But who’s worse? The filmmakers (and the term here is being used as liberally as possible)? Is it their fault? There’s a tendency in America to blame the producers of the things we don’t like; when kids get violent, blame the video game company, etc. And while this is unfair, it’s also hard to ignore the fact that at some point somebody had to think this up, or it wouldn’t have been made. It’s a simple idea, but maybe if the geniuses behind these types of things were more given to thinking or being creative than being capitalist tools, we’d have a chance to avoid things like this in the future.

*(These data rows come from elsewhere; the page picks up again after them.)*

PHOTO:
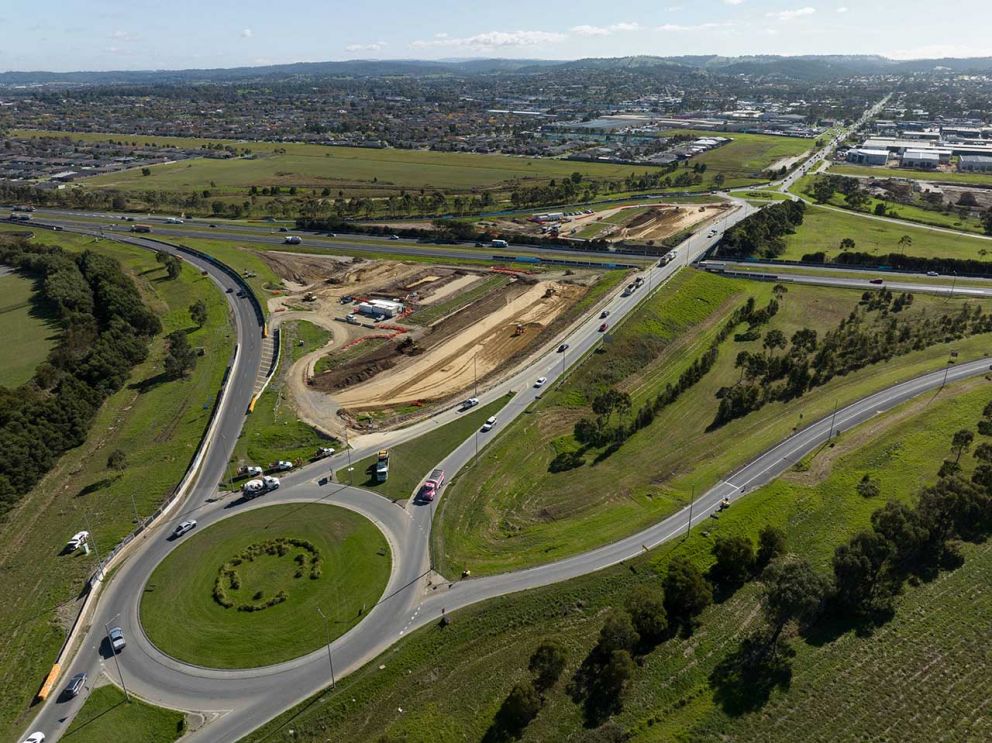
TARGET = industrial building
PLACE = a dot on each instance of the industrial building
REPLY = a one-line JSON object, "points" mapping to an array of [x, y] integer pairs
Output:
{"points": [[920, 159], [380, 308], [868, 157], [975, 164]]}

What about the cast? These people are truly the dregs of humanity, and that’s OK, every society needs a bottom of the barrel. However, when they’re presented as representatives of a generation, it’s time for the rest of us to throw up the barricades, light the bonfires and let the revolution begin in earnest. I can’t abide being portrayed as similar to these people, and from my experiences on campus, most of you can’t either. Maybe I’m taking this all too hard, and I should chalk it up to whatever bizarre smoldering rage or hormonal spikes gave rise to the hockey riots, but it’s too intentional. The movie is a 90-minute how-to film released to teach the next generation of college students how to act. It normalizes misogyny, binge drinking and most of all a sort of out-of-hand acceptance of a bankrupt status quo that can only hurt any chances we ever had of becoming a reasonable, worthwhile society.

Or is it us? Despite a mountain of harsh criticism, these films and television shows keep rolling out of Hollywood. You can bet that if there wasn’t an audience, there wouldn’t be any more of them made. We’re the rats who keep hitting the feeder bar because we’ve either got nothing better to do or we’ve fully accepted that this is as good as it gets. We’ve stopped hoping for anything better. The whole thing stinks, and it’s not just the movie, it’s everything. We stand on the brink: our tuition is going up, our chance to get a good job is ever diminished, health care costs rise, our rights are being traded in for a gun, a war and a visible enemy to shout racist epithets at, and what do we get? Nothing. What do we say? Nothing. What do we do? Nothing. Go, you gallant gophers. Go to Cancun, screw like weasels, drink like alcoholics and then come home, turn on MTV and blow your brains out. Whoop-dee-frickin’ doo.